CANNES FESTIVAL-“Paradise: Love” (directed by Ulrich Seidl)

Last Updated: March 29, 2013By Tags: ,

There’s potential for vice in the leitmotif of Ulrich Seidl’s “Paradise: Love”: aging alone will make you do strange things.

When Teresa (Margarethe Tiesel), an Austrian divorcée pushing sixty travels to Kenya, it’s to experience a duplicitous nirvana of sea, sand and the local sexual tourism. She seeks men and the carnal pleasures afforded by them on a continent she knows nothing about.

Local youth swarms Kenya’s beach resorts peddling beach jewelry, tours, and sex and bloated, pink-hued sugar mamas like Teresa come in hoards and with well-garnished wallets. Seidl’s film makes a statement both about our hypersexualized society and Africa’s submissive tendencies.

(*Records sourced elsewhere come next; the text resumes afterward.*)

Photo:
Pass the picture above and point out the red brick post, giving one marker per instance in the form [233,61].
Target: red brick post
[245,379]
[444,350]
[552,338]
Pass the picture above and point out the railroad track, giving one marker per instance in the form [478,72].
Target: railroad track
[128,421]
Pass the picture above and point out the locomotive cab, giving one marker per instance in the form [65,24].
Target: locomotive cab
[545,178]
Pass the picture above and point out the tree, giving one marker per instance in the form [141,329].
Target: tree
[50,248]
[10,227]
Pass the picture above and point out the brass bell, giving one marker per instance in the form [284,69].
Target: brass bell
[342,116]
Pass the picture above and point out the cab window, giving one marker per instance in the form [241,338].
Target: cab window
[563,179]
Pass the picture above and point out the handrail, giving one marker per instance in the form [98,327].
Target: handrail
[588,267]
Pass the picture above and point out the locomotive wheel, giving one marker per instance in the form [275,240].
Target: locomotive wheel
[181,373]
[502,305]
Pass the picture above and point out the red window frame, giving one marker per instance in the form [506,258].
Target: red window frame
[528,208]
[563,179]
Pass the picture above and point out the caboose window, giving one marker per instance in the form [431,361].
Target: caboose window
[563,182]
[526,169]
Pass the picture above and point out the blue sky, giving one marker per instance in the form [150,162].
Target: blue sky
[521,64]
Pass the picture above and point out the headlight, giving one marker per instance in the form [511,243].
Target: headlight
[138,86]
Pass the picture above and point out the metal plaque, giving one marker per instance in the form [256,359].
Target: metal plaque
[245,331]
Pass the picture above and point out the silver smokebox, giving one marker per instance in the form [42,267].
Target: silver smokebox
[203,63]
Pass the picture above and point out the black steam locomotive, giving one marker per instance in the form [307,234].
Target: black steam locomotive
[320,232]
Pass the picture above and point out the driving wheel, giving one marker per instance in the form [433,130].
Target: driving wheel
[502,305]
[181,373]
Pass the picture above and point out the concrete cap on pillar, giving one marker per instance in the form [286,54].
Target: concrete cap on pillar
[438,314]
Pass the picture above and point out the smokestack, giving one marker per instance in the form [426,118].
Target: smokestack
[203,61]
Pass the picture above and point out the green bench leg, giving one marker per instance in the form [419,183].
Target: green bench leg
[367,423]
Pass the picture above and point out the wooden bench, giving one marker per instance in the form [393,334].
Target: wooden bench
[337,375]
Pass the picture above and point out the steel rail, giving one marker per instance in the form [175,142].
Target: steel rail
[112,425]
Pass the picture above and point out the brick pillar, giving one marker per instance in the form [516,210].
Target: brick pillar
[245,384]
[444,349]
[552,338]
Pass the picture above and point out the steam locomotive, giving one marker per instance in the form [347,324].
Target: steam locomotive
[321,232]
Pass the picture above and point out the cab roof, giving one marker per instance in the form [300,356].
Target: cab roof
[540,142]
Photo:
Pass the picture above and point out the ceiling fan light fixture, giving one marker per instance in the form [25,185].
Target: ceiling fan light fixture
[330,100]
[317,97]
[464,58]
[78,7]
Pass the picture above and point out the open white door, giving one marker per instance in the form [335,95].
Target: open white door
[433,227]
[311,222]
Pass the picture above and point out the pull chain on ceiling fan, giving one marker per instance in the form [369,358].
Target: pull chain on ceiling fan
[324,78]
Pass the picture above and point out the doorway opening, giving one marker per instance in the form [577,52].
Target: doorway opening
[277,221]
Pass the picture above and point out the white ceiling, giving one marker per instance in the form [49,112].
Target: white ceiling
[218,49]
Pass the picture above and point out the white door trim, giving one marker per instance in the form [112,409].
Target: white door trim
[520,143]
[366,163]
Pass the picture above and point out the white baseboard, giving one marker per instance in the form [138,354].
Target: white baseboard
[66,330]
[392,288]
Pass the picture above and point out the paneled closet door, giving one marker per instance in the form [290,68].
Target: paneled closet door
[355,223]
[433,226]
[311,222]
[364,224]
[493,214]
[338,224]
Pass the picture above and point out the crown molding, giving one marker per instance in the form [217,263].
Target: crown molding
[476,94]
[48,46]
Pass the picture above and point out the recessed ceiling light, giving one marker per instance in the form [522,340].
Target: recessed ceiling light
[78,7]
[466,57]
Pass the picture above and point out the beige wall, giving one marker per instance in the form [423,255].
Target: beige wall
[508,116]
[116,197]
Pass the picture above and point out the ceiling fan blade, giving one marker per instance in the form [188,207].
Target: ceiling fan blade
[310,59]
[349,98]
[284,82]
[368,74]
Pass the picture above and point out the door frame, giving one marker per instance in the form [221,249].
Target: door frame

Once settled at her hotel Teresa meets up with other women at the downstairs bar; they have their cocktails, and laugh at the locals’ simple demeanor. Give those chubby lasses a chance and they’ll colonize everything around them, likely, starting with the male genitalia. The greed of the Westerner is on full display in “Paradies.”

Teresa has her first bi-racial sexual encounter in a dilapidated motel. Things don’t go so well, she wants tenderness and his is a more straightforward approach.

Not one to be defeated she repeats the encounter with a variety of partners, each time unloading an increasing amount of cash due to various relatives of the men suddenly taking ill or getting into accidents of all kinds.

In one telling scene Teresa snaps a picture of her dreadlocked beau’s dong while he’s asleep. The symbolism is so formidable it’s almost too much to bear. The black man’s been roped up but it’s all the same “hakuna matata” to him (“no problem” in Swahili). For the women, of course, this kind of degradation of themselves and other human beings is “kein problem.”

Afterwards, I wondered why Seidl decided to use the themes of slavery and imperialism. In production notes the filmmaker said, “I chose Africa because I was interested in the […] wounds from its European colonial past. Africa cast its spell over me: by its diversity and contradictions, horrors and beauty, poverty and wealth from tourism (which is itself nothing more than an updated colonialism).”

Seidl did not work with a script to produce “Paradise,” prefering that actors improvised; scenes were shot in chronological order.

“Paradise” is well worth the time—a total must-see movie.

Seidl was previously at Cannes with his film “Import Export.”